Karine Guillemette, du Regroupement des organismes de personnes handicapées du Centre-du-Québec, Lyne Sergerie, de l'Association des parents d'enfants handicapés, et Martin Houle, parent.

Enfants handicapés: un programme aux critères trop sévères

De nombreux parents d'enfants handicapés dénoncent les critères trop stricts d'admissibilité à un nouveau programme d'aide financière du gouvernement du Québec.

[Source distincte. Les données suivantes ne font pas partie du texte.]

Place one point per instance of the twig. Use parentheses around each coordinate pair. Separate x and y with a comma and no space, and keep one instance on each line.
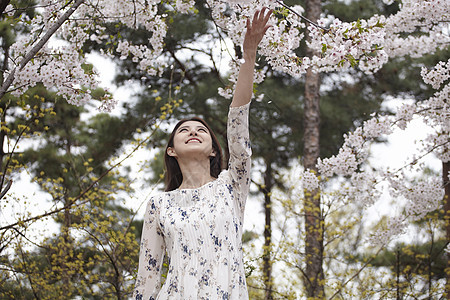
(30,55)
(302,17)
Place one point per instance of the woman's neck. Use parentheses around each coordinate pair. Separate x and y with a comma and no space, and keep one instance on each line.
(195,173)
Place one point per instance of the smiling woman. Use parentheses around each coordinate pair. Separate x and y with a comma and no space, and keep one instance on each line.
(184,131)
(198,220)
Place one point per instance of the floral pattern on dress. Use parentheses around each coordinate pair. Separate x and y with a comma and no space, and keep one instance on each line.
(201,231)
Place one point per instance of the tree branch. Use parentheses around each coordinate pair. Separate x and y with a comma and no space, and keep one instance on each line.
(39,46)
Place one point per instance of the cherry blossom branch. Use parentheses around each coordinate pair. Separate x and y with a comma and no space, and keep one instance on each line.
(29,56)
(302,17)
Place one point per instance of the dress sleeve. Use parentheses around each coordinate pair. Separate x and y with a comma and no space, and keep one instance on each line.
(240,153)
(151,254)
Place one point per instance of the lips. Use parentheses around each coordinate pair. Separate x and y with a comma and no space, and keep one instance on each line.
(193,140)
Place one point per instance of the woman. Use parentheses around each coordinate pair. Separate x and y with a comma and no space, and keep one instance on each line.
(198,220)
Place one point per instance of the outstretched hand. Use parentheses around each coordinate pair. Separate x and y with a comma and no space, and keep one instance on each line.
(256,30)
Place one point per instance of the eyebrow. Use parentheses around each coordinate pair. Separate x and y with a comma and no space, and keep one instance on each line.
(186,126)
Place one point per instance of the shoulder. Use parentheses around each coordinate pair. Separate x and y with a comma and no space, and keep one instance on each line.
(158,199)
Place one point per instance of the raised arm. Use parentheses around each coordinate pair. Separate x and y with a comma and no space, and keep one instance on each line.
(255,32)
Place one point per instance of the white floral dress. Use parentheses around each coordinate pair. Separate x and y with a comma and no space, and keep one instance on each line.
(201,230)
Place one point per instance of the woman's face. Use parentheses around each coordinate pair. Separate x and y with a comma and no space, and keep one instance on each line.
(191,139)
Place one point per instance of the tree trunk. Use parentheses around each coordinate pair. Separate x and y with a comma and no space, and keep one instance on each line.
(313,276)
(445,174)
(267,262)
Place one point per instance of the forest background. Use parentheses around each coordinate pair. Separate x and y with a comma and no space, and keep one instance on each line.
(334,223)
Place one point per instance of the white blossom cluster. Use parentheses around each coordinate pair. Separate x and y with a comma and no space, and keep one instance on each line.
(61,65)
(365,43)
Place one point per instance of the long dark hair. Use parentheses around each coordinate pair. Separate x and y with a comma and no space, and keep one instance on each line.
(173,175)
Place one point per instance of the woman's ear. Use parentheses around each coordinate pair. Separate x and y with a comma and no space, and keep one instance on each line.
(171,152)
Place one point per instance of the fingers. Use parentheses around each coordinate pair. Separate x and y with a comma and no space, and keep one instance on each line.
(260,17)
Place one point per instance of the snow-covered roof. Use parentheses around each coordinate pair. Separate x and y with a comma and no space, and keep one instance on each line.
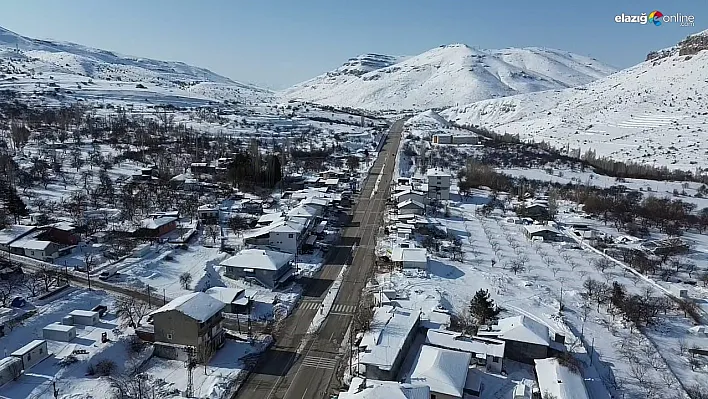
(27,348)
(409,255)
(373,389)
(83,313)
(520,329)
(559,380)
(14,232)
(536,228)
(225,294)
(59,327)
(271,217)
(260,259)
(197,305)
(38,245)
(456,341)
(158,222)
(410,202)
(443,370)
(437,172)
(289,226)
(385,340)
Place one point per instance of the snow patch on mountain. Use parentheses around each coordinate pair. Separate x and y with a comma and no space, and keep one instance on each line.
(446,76)
(653,113)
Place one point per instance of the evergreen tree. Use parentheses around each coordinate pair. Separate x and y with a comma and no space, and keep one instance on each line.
(482,308)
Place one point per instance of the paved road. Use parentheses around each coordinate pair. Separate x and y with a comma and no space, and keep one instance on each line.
(298,366)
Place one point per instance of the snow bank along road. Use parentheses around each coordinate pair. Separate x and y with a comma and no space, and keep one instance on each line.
(301,366)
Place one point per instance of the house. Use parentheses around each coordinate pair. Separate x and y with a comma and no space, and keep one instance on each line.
(189,322)
(10,369)
(406,195)
(59,332)
(13,233)
(384,347)
(32,353)
(442,138)
(374,389)
(443,370)
(541,232)
(235,300)
(270,268)
(269,218)
(526,339)
(208,214)
(84,317)
(485,352)
(287,236)
(157,227)
(410,207)
(45,251)
(62,233)
(438,184)
(410,258)
(559,380)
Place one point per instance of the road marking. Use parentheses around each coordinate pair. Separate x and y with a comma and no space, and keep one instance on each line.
(309,305)
(319,362)
(344,308)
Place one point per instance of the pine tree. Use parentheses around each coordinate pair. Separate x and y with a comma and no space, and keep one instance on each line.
(482,307)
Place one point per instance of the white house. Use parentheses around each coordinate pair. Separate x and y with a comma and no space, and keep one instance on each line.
(32,353)
(410,258)
(438,184)
(443,370)
(559,381)
(38,249)
(486,352)
(287,236)
(410,207)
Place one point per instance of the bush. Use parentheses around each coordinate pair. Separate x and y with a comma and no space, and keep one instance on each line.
(105,367)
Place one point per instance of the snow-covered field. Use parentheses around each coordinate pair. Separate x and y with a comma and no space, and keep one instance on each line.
(446,76)
(651,113)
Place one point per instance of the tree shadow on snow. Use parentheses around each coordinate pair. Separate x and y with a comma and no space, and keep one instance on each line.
(444,270)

L'annonce, en juin, d'une aide supplémentaire de 10 millions de dollars à être distribués annuellement aux parents d'enfants nécessitant des soins exceptionnels a été accueillie avec joie par les associations des personnes handicapées. Ce supplément de 947 $ par mois s'ajoute à la prestation de base de 189 $ par mois. Mais les parents commencent toutefois à déchanter devant la sévérité des critères.

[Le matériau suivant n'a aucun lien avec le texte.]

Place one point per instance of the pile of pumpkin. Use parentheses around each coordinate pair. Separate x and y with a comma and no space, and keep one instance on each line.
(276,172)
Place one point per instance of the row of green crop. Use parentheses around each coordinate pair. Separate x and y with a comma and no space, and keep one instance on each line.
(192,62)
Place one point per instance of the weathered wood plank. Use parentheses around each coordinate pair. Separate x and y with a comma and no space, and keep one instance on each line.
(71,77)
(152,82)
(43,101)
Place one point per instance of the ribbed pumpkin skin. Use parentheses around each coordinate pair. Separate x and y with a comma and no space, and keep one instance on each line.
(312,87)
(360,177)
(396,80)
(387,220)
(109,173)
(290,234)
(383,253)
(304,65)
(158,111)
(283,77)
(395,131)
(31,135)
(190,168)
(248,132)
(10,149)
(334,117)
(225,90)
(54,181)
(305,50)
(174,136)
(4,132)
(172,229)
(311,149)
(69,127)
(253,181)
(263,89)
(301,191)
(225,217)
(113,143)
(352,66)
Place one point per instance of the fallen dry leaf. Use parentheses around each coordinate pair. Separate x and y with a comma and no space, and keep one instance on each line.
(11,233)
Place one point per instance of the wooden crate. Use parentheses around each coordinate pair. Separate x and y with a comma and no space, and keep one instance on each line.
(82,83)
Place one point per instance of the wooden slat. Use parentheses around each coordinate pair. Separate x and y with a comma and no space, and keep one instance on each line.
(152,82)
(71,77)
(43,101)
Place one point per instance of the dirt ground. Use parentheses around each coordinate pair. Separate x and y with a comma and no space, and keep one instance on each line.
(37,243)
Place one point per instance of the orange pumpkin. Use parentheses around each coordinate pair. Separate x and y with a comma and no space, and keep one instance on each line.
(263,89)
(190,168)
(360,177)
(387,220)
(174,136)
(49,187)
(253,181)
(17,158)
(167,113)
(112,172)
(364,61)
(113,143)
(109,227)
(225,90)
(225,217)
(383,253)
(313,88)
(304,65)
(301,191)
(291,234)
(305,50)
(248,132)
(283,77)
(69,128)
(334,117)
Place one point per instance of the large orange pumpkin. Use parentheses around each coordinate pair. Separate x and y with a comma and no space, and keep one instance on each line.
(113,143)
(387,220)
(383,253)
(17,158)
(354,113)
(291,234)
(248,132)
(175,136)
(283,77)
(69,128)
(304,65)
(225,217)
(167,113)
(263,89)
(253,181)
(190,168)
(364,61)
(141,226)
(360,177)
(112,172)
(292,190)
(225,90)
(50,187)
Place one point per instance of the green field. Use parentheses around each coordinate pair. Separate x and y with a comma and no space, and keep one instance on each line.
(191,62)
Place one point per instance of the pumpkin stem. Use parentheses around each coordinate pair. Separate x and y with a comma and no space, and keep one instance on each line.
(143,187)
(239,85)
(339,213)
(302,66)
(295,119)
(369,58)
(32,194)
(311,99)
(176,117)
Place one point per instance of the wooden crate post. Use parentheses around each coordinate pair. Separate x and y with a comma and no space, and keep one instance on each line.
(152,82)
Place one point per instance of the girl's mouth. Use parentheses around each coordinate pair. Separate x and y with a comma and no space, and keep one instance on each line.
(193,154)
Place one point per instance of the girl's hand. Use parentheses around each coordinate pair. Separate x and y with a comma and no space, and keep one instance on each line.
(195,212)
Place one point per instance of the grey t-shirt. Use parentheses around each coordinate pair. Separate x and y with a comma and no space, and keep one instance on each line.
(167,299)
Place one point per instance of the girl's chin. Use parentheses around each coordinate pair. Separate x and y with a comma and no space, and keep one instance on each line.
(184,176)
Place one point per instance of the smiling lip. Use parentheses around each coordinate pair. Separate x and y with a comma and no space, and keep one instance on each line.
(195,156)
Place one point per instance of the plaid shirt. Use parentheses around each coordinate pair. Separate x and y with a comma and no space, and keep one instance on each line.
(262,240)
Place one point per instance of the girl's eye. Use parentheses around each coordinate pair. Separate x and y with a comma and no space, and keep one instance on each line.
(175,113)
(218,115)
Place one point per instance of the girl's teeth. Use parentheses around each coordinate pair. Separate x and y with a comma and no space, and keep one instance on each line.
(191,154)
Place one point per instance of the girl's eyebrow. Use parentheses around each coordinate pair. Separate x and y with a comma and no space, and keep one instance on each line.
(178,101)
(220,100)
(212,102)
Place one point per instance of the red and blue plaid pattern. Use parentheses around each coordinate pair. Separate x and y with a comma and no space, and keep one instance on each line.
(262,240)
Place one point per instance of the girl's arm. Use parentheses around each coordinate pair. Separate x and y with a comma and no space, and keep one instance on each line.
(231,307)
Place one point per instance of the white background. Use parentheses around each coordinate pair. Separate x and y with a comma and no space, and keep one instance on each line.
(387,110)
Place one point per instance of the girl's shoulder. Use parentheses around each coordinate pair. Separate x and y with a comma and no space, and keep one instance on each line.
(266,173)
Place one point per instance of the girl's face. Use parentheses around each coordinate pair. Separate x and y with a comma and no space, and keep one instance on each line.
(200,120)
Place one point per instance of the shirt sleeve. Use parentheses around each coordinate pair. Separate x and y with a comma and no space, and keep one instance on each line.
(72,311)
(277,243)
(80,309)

Le programme de supplément pour enfants handicapés contient de nombreux critères en lien, notamment, avec les déplacements, la nutrition, la communication et les relations interpersonnelles.
L'enfant doit avoir de multiples incapacités ou doit nécessiter des soins médicaux complexes à domicile qui l'empêchent de réaliser de manière autonome les habitudes de vie d'un enfant de son âge. Les parents doivent fournir de nombreux rapports d'experts.

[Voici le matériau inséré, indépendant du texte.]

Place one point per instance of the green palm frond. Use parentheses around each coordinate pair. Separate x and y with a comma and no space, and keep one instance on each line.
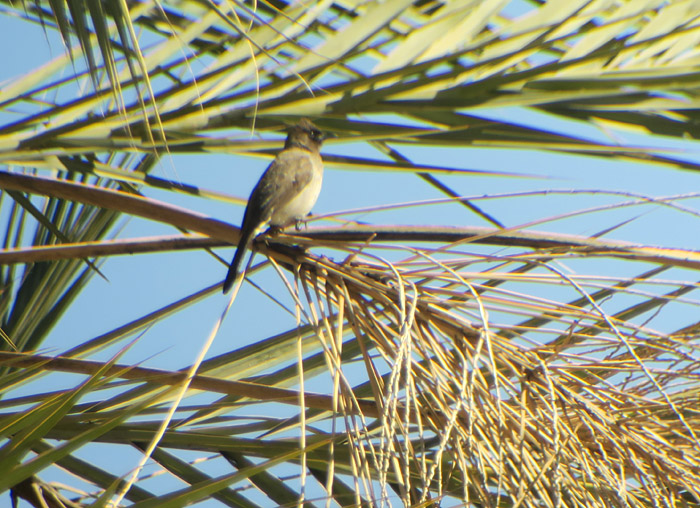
(424,363)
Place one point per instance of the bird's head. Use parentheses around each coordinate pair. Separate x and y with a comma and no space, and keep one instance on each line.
(305,135)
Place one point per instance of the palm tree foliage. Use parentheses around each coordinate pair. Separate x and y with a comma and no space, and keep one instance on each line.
(429,364)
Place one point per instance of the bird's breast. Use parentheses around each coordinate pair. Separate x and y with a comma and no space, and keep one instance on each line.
(299,206)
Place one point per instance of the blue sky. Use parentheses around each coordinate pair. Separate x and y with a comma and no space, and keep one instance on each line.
(163,278)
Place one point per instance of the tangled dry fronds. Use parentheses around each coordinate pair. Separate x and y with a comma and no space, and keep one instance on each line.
(495,396)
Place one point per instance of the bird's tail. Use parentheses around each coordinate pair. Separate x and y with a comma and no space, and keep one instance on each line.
(234,271)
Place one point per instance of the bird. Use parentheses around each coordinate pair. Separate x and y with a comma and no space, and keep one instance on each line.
(285,193)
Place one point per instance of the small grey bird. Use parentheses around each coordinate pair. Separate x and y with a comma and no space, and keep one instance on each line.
(285,193)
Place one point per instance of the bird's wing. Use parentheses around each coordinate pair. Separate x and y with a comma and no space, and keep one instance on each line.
(284,179)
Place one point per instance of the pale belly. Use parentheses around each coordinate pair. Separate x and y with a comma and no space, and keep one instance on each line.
(300,206)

«La nouvelle mesure ne concerne pas la moitié des enfants handicapés. Ces parents exceptionnels de ces enfants exceptionnels ont besoin de cette mesure exceptionnelle. On demande au ministre Barrette de revoir cette mesure», déclare Lyne Sergerie, directrice de l'Association des parents d'enfants handicapés.
Martin Houle est le père d'une enfant de 14 ans handicapée mentalement. Ce citoyen de Victoriaville a été renversé en constatant l'ampleur de la paperasse à remplir et de la sévérité des critères.
«J'ai 30 pages de documents qui m'expliquent comment remplir cette demande. Je dois fournir des rapports qui confirment que mon enfant est handicapée. J'ai posté des rapports, le gouvernement les a refusés, car ils sont trop anciens. Mais la situation de ma fille n'a pas changé, elle est même moins bonne qu'elle était: elle a fait une hémorragie cérébrale quand elle avait deux semaines. Le gouvernement fait tout pour ne pas qu'on y ait accès.»
Selon M. Houle, si un enfant a un contact visuel avec son parent ou salue les gens avec sa main, il est automatiquement exclu.
«Il y a 940 familles visées par cette mesure. Le gouvernement savait déjà qui aurait le chèque. Pourquoi me donner de l'espoir?», raconte M. Houle, qui aimerait bien avoir cet argent pour respirer un peu.
Sachant que plus de 1400 familles avec au moins un enfant handicapé habitent la Mauricie et le Centre-du-Québec, de nombreux parents craignent de recevoir un refus de la part du gouvernement.
«Mon histoire ressemble à celle de Martin. Ma fille de 15 ans a une déficience moyenne à sévère. Elle n'est pas autonome: elle ne se lave pas, elle a besoin d'aide pour descendre l'escalier, elle fait preuve de beaucoup d'opposition. Je n'ai pas eu de réponse à ma demande. Mais on commence à voir les gens être refusés» ajoute Karine Chaput, une résidente de Drummondville.
Des représentations seront effectuées auprès de la classe politique afin de convaincre le gouvernement de revoir ses critères.
«On va réitérer nos demandes, surtout que le gouvernement a atteint l'équilibre budgétaire», commente Steve Leblanc, directeur du Regroupement d'organismes de personnes handicapées de la Mauricie.